American actor and director Paul Newman guest starred as himself in the episode, although he had only one line of dialogue. Newman recorded approximately five or six takes of his line over the phone from the set of a movie he was shooting at the time. According to Maxtone-Graham, Newman recorded his line with no rigamarole; "He just said, 'Sure, I'll do it,' and he did it instantly." The episode also features Joe Mantegna, who plays a young Fat Tony. Welsh singer-songwriter Judith Owen, wife of Simpsons cast member Harry Shearer, also makes an appearance in the episode.

==Cultural references==
The episode's title is a reference to the television show The Wonder Years. Homer's flashbacks to his childhood were based on the plot of the film Stand By Me, which in turn is based on Stephen King's novella The Body. However, the scenes in the quarry were based on the coming of age film Breaking Away, directed by Peter Yates. Burly, the brand of paper towels featured in the episode, is based on the real brand Brawny Paper Towels. The model for Burly paper towels, called Chad Sexington, was based on the Brawny paper towels' logo; however, the logo, within "a year or two of [the episode]", was changed into a more "right-of-center" looking brunette, according to director Moore. One of the walls in Pimento Grove shows photos of several characters and guest stars who have appeared on The Simpsons, including Birch Barlow, Stephen Hawking, and Ringo Starr. Mesmerino later reads a letter in a similarly to Carnac the Magnificent, played by Johnny Carson on The Tonight Show Starring Johnny Carson.

==Release and reception==
Following the release of the thirteenth season of The Simpsons on DVD and Blu-ray, "The Blunder Years" received mixed reviews from critics.

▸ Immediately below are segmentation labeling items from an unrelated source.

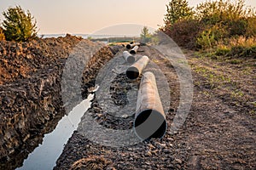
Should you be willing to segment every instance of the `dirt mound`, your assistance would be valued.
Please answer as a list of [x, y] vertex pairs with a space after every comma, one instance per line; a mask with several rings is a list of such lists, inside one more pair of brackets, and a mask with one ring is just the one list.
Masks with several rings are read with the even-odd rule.
[[[61, 76], [80, 40], [67, 35], [22, 43], [1, 42], [0, 169], [20, 167], [64, 116]], [[87, 48], [96, 45], [89, 40], [83, 43]], [[103, 47], [88, 60], [81, 80], [84, 97], [94, 86], [95, 72], [112, 57]]]

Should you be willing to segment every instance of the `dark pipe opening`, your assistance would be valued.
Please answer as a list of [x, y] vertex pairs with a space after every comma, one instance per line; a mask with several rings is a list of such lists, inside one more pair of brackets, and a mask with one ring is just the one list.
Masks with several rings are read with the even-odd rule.
[[130, 51], [130, 54], [136, 54], [136, 51], [135, 51], [135, 50], [131, 50], [131, 51]]
[[133, 56], [130, 55], [127, 58], [127, 62], [130, 63], [130, 64], [133, 64], [135, 62], [135, 58]]
[[134, 128], [137, 135], [143, 140], [162, 138], [166, 132], [167, 122], [161, 113], [154, 110], [146, 110], [136, 117]]
[[139, 71], [134, 66], [129, 67], [126, 71], [126, 76], [130, 79], [137, 79], [139, 75]]
[[127, 45], [126, 45], [126, 48], [127, 48], [128, 49], [131, 49], [131, 44], [127, 44]]

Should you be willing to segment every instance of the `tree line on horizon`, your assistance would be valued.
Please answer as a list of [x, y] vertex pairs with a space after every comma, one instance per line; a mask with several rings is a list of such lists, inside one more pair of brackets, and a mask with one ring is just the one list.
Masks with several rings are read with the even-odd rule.
[[[37, 37], [37, 22], [28, 10], [26, 13], [15, 6], [3, 14], [0, 40], [26, 42]], [[243, 53], [246, 49], [249, 54], [256, 51], [256, 12], [244, 0], [206, 1], [195, 8], [189, 7], [187, 0], [171, 0], [164, 22], [157, 31], [187, 48], [213, 49], [223, 54], [232, 50]], [[147, 26], [140, 37], [144, 42], [155, 41]]]
[[206, 1], [196, 8], [171, 0], [166, 8], [160, 29], [179, 46], [217, 55], [256, 55], [256, 12], [244, 0]]

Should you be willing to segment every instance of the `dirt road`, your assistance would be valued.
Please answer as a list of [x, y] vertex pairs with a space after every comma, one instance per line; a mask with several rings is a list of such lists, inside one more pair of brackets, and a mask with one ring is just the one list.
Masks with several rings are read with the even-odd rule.
[[[172, 101], [166, 119], [171, 125], [180, 99], [177, 75], [153, 48], [140, 50], [139, 54], [149, 56], [168, 79]], [[256, 60], [216, 60], [190, 51], [185, 54], [191, 66], [194, 95], [190, 112], [177, 133], [168, 130], [162, 139], [112, 148], [75, 132], [55, 169], [255, 169]], [[97, 107], [96, 101], [93, 106]], [[102, 114], [95, 116], [108, 118]], [[129, 124], [131, 120], [121, 122], [125, 121]]]

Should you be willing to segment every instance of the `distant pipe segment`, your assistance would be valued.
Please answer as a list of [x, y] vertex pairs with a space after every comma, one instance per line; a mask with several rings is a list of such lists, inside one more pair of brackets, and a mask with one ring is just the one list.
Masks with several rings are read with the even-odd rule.
[[143, 73], [137, 101], [133, 128], [143, 140], [162, 138], [167, 128], [166, 114], [160, 99], [154, 75]]
[[131, 65], [126, 71], [126, 76], [130, 79], [137, 79], [147, 66], [149, 61], [148, 57], [143, 56], [137, 62]]
[[128, 51], [123, 52], [123, 58], [127, 63], [133, 64], [135, 62], [135, 56], [131, 55]]

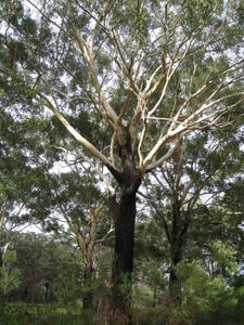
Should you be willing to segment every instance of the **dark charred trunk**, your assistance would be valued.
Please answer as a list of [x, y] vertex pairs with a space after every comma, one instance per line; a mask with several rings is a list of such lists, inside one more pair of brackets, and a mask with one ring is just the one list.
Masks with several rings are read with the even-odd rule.
[[183, 234], [181, 232], [181, 214], [179, 206], [172, 204], [172, 229], [170, 243], [169, 296], [175, 304], [181, 304], [181, 282], [176, 274], [176, 266], [182, 260]]
[[86, 265], [84, 272], [84, 281], [85, 281], [85, 292], [82, 296], [84, 309], [91, 309], [94, 298], [94, 291], [92, 289], [93, 286], [93, 268], [91, 265]]
[[140, 172], [132, 165], [127, 164], [119, 179], [119, 197], [116, 199], [114, 196], [110, 199], [115, 222], [115, 248], [108, 324], [131, 323], [136, 196], [140, 184]]

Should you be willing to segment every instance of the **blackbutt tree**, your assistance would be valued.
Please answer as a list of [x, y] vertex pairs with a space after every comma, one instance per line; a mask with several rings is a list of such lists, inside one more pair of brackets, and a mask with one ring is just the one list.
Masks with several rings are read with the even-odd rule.
[[[115, 187], [101, 176], [115, 222], [111, 314], [120, 322], [129, 317], [130, 285], [121, 284], [132, 275], [143, 176], [183, 134], [226, 123], [244, 100], [242, 10], [242, 1], [220, 0], [1, 4], [1, 78], [20, 94], [12, 94], [12, 112], [48, 109], [117, 181]], [[75, 127], [82, 113], [110, 135], [102, 146]]]

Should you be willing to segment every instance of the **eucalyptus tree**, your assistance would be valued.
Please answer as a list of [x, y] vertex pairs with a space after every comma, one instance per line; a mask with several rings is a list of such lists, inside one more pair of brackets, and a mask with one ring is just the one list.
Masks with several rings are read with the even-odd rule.
[[[16, 101], [33, 102], [33, 116], [49, 109], [118, 183], [101, 174], [115, 220], [112, 314], [128, 314], [130, 295], [120, 285], [132, 274], [143, 176], [184, 134], [221, 125], [244, 100], [242, 9], [242, 1], [221, 0], [1, 4], [0, 70]], [[107, 134], [103, 145], [75, 127], [81, 112]]]

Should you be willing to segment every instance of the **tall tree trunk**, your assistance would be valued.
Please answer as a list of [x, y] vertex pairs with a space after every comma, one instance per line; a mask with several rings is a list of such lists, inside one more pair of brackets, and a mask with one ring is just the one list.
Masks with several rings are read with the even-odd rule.
[[91, 309], [93, 297], [94, 297], [94, 291], [92, 289], [93, 268], [91, 264], [85, 265], [84, 280], [85, 280], [85, 292], [82, 296], [84, 309]]
[[[128, 166], [127, 166], [128, 167]], [[136, 195], [141, 177], [134, 168], [124, 169], [120, 179], [119, 202], [110, 199], [115, 221], [115, 248], [112, 268], [112, 303], [108, 324], [131, 323], [131, 281], [133, 271]]]
[[181, 233], [180, 207], [175, 202], [172, 204], [172, 229], [170, 243], [170, 274], [169, 274], [169, 296], [175, 304], [181, 304], [181, 282], [176, 274], [176, 266], [182, 260], [183, 237]]

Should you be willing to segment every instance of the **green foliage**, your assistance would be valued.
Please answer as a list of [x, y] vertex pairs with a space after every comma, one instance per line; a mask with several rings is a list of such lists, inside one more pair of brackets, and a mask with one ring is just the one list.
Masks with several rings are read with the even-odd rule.
[[21, 286], [21, 270], [16, 263], [16, 250], [7, 250], [0, 268], [0, 294], [7, 297]]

Giving the episode a positive review, Dominic von Riedemann of Suite101 stated that the episode was one of the season's "comedy gems", praising Paul Newman's guest appearance in particular.

Writing for DVD Verdict, Jennifer Malkowski gave a favorable review of the episode, giving a B rating and pointed at the scene in which "Homer says finding a corpse explains everything that's gone wrong in his life—especially his fear of corpses" as the highlight of the episode.

Colin Jacobsson of DVD Movie Guide was positive, calling the episode a "reasonably amusing spoof [of Stand By Me]". He enjoyed "Marge's lust for Burly" and "Homer's rampaging fear", and concluded by saying that, while nothing in the episode "dazzles", it still "adds up to a good episode".

Ron Martin of 411mania was less enthusiastic about the episode. Calling the episode a "bad parody of Stand By Me", Martin wrote that "any moments this episode might have had are annulled by the constant annoyance of Homer screaming through the first half of the episode".